Reason allows one to differentiate between the good and the bad; it is the source of the morality of natural law. Natural law is consequently not impressed by God as a special part of our nature but stems from Man’s use of reason. Is it not, therefore, merely an extension of positive law, written and legislated by individual reason? Not quite. One does not need always need reason to distinguish good from bad; some acts are obvious to us. For example, charity will always be viewed as good, murder always as bad—reason does not show this, but it looks obvious by “nature.”

Yet, as we have seen, it is reason that illuminates the “good” and “bad” in nature and thereby forms what we consider natural law. We might conjecture a naturalistic explanation of how the use of reason led to a seemingly innate sense of morality. In the earliest communities, humans were like beasts—nothing was considered good “in of itself.” However, through reason, humans managed to distinguish good from bad, understanding that arbitrary murder, for example, is not conducive to the collective good. What was abstract over generations became concrete—internalized, to use the sociological term—to the point where the “bad” is obvious and the “good” explicit in the most basic of matters. 

So natural law does seem to exist, though not in the way some previous interpreters suggested (i.e., the presence of God as the ultimate source of our morality). But what about natural rights? That humans possess these natural rights outside of the scope of the sovereign is more of a new idea, a product of the struggle against absolute monarchy in the late 17th and 18th centuries. It arose out of the notion of the “state of nature”—a time marked by the absence of a State. In this framework, Man was free for there was no coercive power to subdue his liberty. Yet the arbitrary character of the state of nature—there were no limitations on liberty, meaning one’s liberty could override another’s—gave way to the presence of the State, established by an intangible social contract between the people and the sovereign, which offered protection and the implementation of law and order. 

But there are several difficulties with this notion. For one thing, how do we know these rights truly existed in nature? The state of nature appears, in reality, to be closer to Hobbes’s view of a ‘’state of war’’ than a Rousseauian paradise where people live in harmony. Perhaps the very notion of “rights” and “liberties” stems from the State—we are not free until we enter the polis and form a legal community. But ascribing fundamental, natural rights such as the freedom of speech, the right of association, freedom of conscience, and even private property to the State is a dangerous task, for it supposes that since the State provides these rights, it also has the authority to strip individuals of them at its will. Thus, the concept of natural rights arising from the state of nature serves more of a theoretical, rather than historical, purpose: we must imagine a theoretical sphere where humans were free from the constraints of any authority, and that this sphere is the natural sphere, and that government cannot infringe upon it except by the due process of law. In this sense, a country’s constitution is not Man conquering the state of nature—the establishment of a government. While the creation of a government is certainly part of the constitution, its recognition of natural rights, expressed in a ‘’Bill of Rights,’’ becomes the formal extension into a legal community of the freedom Man enjoys in nature.

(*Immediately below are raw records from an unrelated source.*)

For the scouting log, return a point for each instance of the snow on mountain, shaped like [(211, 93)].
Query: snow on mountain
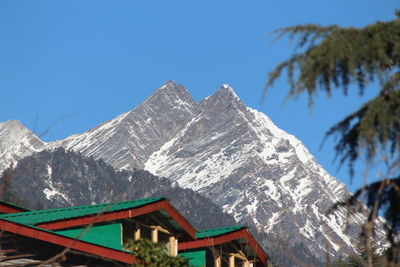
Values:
[(233, 155), (16, 142), (263, 176), (128, 140)]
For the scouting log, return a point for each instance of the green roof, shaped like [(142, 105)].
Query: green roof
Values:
[(217, 231), (107, 235), (43, 216), (7, 204), (195, 258)]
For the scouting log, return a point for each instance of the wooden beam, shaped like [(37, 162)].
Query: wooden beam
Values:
[(154, 235), (239, 256), (232, 261), (172, 246), (137, 234), (124, 214), (161, 229), (213, 241), (217, 261), (68, 242)]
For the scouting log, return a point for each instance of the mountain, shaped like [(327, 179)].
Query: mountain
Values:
[(127, 141), (234, 156), (59, 178), (16, 142)]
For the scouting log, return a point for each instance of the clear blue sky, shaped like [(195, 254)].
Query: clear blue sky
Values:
[(102, 58)]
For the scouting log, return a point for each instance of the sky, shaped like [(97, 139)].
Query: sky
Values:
[(72, 65)]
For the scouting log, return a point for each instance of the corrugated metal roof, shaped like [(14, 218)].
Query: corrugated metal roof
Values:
[(217, 231), (42, 216), (107, 235), (8, 204)]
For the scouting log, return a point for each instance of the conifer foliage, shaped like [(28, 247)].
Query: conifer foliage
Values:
[(331, 59)]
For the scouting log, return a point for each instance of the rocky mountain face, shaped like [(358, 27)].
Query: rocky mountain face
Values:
[(60, 178), (16, 142), (234, 156)]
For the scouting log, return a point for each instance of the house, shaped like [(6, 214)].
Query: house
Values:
[(94, 235)]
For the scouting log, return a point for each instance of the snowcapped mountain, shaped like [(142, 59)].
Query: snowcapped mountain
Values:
[(16, 142), (231, 154), (127, 141)]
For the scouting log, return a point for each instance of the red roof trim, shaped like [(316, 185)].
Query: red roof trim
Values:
[(116, 215), (6, 209), (67, 242), (213, 241)]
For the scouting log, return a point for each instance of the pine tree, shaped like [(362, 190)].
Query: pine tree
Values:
[(333, 58)]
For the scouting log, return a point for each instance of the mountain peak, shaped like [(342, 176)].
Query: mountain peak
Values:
[(229, 90), (172, 91)]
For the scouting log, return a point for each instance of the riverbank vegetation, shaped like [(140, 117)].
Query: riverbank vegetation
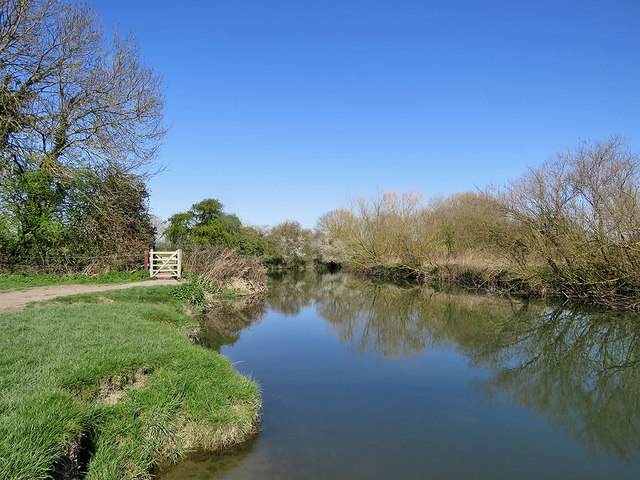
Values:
[(10, 281), (568, 228), (80, 123), (105, 385)]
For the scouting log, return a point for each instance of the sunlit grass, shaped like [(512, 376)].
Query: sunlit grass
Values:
[(56, 360), (17, 280)]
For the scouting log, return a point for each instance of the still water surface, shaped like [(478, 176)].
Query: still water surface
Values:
[(371, 381)]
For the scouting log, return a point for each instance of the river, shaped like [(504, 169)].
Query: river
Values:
[(365, 380)]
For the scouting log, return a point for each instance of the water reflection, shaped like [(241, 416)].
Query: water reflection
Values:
[(210, 466), (224, 321), (578, 369)]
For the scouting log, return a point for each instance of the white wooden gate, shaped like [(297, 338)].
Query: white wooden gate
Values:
[(165, 264)]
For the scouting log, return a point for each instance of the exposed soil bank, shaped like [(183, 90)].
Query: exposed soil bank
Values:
[(16, 300)]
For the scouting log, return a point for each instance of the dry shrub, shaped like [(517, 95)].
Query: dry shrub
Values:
[(226, 268)]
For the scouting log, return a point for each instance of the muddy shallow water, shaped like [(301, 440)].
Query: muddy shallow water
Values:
[(363, 380)]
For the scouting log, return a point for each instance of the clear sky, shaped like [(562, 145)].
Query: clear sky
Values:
[(286, 109)]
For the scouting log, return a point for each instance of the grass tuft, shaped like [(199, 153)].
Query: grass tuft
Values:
[(58, 362)]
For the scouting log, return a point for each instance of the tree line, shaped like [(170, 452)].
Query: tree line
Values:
[(568, 227), (80, 123)]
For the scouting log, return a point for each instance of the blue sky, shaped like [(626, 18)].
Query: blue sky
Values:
[(288, 109)]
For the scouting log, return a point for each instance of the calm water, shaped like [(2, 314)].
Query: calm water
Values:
[(366, 381)]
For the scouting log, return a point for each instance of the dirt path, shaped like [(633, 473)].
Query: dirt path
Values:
[(16, 300)]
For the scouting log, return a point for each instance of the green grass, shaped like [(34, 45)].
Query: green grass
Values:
[(9, 281), (56, 360)]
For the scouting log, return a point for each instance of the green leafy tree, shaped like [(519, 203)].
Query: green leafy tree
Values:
[(206, 223)]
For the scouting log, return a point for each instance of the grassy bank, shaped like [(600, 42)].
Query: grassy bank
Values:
[(9, 281), (112, 385)]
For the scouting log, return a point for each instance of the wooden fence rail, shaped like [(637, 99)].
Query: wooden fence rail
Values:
[(165, 264)]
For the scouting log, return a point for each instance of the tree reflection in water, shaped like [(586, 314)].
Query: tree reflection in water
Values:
[(578, 369), (224, 321)]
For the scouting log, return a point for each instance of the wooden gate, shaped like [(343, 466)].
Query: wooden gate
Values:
[(165, 264)]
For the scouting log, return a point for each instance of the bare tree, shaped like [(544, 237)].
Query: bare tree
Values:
[(70, 98)]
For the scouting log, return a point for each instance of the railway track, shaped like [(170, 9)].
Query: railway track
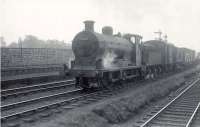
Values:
[(15, 92), (182, 111), (49, 109)]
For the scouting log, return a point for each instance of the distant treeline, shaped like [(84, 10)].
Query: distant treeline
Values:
[(31, 41)]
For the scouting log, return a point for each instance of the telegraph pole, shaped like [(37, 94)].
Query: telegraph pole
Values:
[(159, 34), (165, 37)]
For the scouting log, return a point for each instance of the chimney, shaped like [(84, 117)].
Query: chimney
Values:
[(89, 25), (107, 30)]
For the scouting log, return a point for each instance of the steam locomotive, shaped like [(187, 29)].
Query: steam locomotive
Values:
[(102, 59)]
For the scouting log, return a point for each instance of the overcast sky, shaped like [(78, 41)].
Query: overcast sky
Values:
[(62, 19)]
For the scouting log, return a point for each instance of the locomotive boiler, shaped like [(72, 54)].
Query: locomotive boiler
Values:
[(101, 58)]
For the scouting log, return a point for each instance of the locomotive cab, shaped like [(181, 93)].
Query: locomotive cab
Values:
[(99, 57)]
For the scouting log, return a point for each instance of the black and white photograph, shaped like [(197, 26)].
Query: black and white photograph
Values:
[(100, 63)]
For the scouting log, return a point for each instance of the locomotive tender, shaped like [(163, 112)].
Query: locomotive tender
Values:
[(101, 59)]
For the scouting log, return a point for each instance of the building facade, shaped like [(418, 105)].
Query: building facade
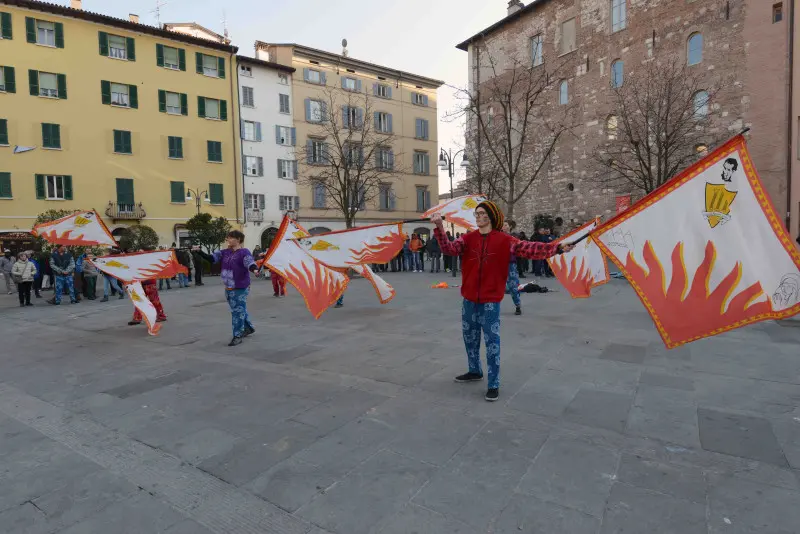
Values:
[(268, 142), (743, 42), (136, 122), (408, 105)]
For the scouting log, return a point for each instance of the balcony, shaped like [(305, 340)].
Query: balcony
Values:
[(254, 215), (121, 211)]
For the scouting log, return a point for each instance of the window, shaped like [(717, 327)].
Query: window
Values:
[(122, 142), (537, 44), (423, 198), (619, 17), (247, 97), (214, 151), (567, 36), (421, 131), (383, 122), (700, 104), (287, 169), (51, 135), (216, 193), (319, 194), (617, 73), (254, 166), (695, 49), (422, 163), (175, 145), (563, 93)]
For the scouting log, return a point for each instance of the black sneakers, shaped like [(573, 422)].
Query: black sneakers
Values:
[(469, 377)]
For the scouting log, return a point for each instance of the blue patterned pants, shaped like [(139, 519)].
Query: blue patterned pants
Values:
[(486, 317), (237, 300), (512, 284), (60, 282)]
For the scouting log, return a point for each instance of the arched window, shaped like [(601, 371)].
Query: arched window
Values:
[(617, 73), (611, 127), (700, 104), (694, 50)]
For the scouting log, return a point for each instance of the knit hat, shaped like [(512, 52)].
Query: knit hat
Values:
[(495, 215)]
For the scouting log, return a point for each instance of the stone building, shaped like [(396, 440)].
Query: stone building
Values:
[(741, 42)]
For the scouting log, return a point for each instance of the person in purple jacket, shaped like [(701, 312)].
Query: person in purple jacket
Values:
[(237, 264)]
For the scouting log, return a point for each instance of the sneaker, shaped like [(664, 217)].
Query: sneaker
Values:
[(469, 377)]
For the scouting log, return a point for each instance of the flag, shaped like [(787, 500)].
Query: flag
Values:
[(378, 243), (319, 285), (706, 252), (140, 265), (143, 304), (82, 228), (584, 267), (459, 211)]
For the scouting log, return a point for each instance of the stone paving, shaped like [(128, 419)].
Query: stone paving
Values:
[(352, 424)]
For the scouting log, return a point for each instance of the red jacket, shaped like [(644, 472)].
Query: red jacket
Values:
[(485, 259)]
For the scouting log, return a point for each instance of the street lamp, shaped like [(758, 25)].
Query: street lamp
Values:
[(447, 161), (198, 195)]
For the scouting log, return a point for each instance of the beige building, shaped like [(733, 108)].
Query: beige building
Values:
[(408, 102)]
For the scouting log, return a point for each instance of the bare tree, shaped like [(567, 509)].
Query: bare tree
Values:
[(514, 120), (661, 123), (350, 155)]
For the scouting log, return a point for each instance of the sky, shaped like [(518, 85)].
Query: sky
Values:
[(417, 36)]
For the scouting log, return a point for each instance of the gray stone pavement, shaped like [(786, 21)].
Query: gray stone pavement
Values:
[(352, 424)]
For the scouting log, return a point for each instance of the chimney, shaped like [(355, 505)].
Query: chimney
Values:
[(514, 6)]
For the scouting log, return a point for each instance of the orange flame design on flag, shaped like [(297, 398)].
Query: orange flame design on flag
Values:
[(683, 316), (381, 253), (578, 281)]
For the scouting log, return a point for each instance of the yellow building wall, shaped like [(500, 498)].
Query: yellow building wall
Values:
[(87, 128)]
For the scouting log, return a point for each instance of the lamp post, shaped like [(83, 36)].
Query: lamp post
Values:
[(199, 196)]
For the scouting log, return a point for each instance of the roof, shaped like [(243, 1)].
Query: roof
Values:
[(261, 62), (499, 24), (90, 16), (337, 58)]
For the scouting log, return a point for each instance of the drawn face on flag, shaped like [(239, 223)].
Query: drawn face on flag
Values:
[(141, 266), (584, 267), (459, 211), (707, 253), (83, 228)]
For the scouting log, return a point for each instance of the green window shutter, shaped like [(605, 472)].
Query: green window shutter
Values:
[(105, 92), (62, 86), (30, 32), (5, 185), (5, 26), (103, 39), (223, 110), (177, 194), (33, 82), (133, 96), (11, 83), (130, 45), (59, 35)]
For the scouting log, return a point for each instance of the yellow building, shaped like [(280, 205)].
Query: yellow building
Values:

It seems natural law, albeit problematic in some aspects, does provide a solid foundation for contemporary concerns about human rights and the extent of government authority. The humanist and liberal concern for the self-fulfillment of the individual can only be realized through the recognition of natural rights; it is only when we are free that we can choose our destiny and live in harmony. The liberal concern for individual fulfillment merges with the natural law tradition in the creation of a constitution, which provides the formal extension of natural rights into the sphere of government as established by the social contract between individuals and the State.